Extreme programming does not work too well with "tradititional languages".
It works well with the lisp/scheme/python and maybe ruby family
The reason is that in lisp/python (i am not sure about ruby)
you have a console which you can enter language definitions ie: define function etc at runtime
where comes the power of this.
a good example is where you have a large database csv data that has to be parsed.
to load the data because it is so large lets say takes 10 minutes.
so in ur handy console you create a function to load the data into some sort of data structure.
u then from console in lisp compile the function (into actual machine instructions, in pythons case it goes to byte-code).
you then load ur data.
next u create a function to do queries against it.
in the traditional language, you would have to recompile, reload data, losing 10 minutes.
in lisp/python you just compile the function,
and then run it, if it has a bug, in lisp you can walk its stack, and abort, get back to console and fix.

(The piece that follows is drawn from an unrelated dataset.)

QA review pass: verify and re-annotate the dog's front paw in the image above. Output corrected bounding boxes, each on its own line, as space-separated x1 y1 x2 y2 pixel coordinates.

in C/C++/php etc u would have to recompile the entire proggie and restart. (hence losing the 10 minutes)
in the case of OO in lisp's case, (and probably python) you could include into the class a version stamp in the class.
you create an object
then u decide to change the class definition of the object.
you can then create an "update" function that walks the objects created.
it will then update at runtime ur already created objects.
this is not only very powerful for testing new ideas quickly, but also for other things.
like lets say you where serializing the objects, and saving them, to reload later.
well as u reload the object off the disk, if it is an earlier version, it will automatically update them.
this is extremely powerful for things like object databases. http://www.zope.org/Documentation/Articles/ZODB1
all of the complexity of a traditional database is gone.
anyway in a nutshell if u are using php it probably is a waste of time.